Tennessee more afraid of books than bullets in schools?


Feel free to use this!

Consider this!
Pulitzer Prize-winning novel banned:'Maus' sales soar after book is banned by Tennessee school board

On April 28, the Tennessee House and Senate passed legislation that gives Tennessee control over what books are offered in schools. This gives school boards the power to veto and alter curriculum decisions.
That was from USA Today about when libraries were fighting back against the school board banning books they didn't like.

Think about how much time they took to review the books they didn't want anyone else to read. Now think about how much time they didn't use to protect kids in schools from being shot to death!

It happened again today in Nashville Tennessee. This time it was an elementary school. Not just a school for little kids, but a private Christian school. The same people use their "moral values" to attack personal choices and then say the problem in schools today is God was kicked out of public schools can no longer use that as something to hide behind.

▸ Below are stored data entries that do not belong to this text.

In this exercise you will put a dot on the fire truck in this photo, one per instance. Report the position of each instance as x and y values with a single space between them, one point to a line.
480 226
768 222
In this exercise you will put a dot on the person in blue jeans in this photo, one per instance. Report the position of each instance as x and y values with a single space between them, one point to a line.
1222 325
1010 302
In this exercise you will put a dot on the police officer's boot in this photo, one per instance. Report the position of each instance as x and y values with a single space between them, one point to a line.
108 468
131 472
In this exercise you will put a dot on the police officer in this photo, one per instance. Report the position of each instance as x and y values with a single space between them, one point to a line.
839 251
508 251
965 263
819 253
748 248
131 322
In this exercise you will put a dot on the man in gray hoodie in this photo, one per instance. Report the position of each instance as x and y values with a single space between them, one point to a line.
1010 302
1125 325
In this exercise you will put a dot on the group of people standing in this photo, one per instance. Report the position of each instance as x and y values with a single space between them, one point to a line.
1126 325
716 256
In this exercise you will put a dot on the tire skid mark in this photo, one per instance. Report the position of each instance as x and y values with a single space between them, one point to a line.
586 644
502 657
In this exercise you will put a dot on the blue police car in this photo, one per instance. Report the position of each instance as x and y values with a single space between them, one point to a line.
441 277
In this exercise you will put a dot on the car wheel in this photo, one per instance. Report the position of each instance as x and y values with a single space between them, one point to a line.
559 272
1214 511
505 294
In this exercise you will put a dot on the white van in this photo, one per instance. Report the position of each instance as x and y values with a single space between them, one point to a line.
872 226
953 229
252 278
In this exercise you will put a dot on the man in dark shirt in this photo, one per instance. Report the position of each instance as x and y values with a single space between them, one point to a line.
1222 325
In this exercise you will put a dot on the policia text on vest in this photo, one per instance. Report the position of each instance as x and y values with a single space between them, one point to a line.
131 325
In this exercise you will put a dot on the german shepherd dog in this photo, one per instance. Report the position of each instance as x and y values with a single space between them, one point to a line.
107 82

The fact that we are supposed to be free from any politician pushing their own faith over everyone else has no longer dawned on them they not only have no right to control the faith of anyone else, but God also gave all of us the free will to decide for ourselves.

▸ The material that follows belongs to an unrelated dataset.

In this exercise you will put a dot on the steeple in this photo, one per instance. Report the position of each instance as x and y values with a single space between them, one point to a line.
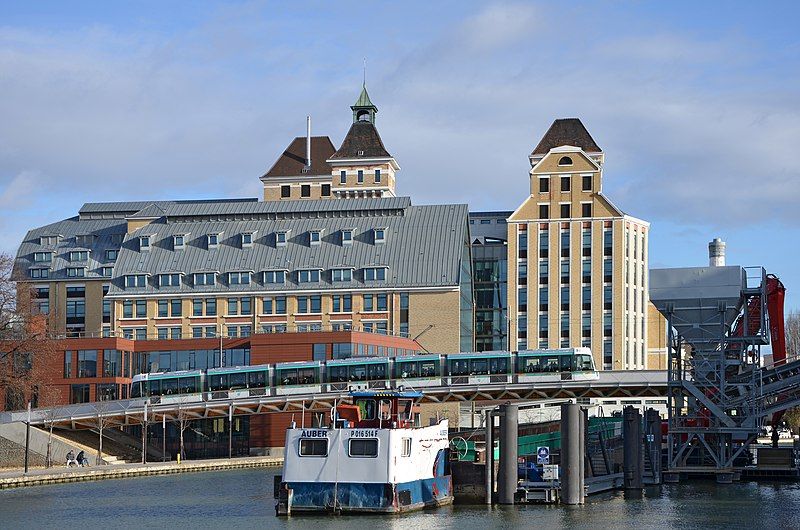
364 110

When they are so afraid of words in books but not bullets in guns, they have no moral values!


Now consider this, Gun bill that allows for long gun carrying, lowers permit age to 18 passes House committee was reported on March 16, 2023 by WKRN News!
This week House Bill 1005 by Rep. Rusty Grills (R—Newbern) would allow Tennesseans with an enhanced or a concealed carry permit to carry long guns, including AR-15 rifles or shotguns. Currently, state law prohibits people with those permits from carrying anything more than handguns. The proposed bill would replace all instances of “handguns” in the code to “firearms.”

6 killed in Nashville Christian grade school shooting; police believe suspect was former student

WCBV
NASHVILLE, Tenn. —
A female shooter wielding two “assault-style” rifles and a pistol killed three students and three adults at a private Christian school in Nashville on Monday in the latest in a series of mass shootings in a country growing increasingly unnerved by bloodshed in schools.

Police said they believe the 28-year-old female shooter was a former student at The Covenant School, a Presbyterian school founded in 2001. Police shot and killed her. Investigators were searching her Nashville-area home.

The attack at The Covenant School — which has about 200 students from preschool through sixth grade, as well as roughly 50 staff members — comes as communities around the nation are reeling from a spate of school violence, including the massacre at elementary school in Uvalde, Texas, last year; a first grader who shot his teacher in Virginia; and a shooting last week in Denver that wounded two administrators.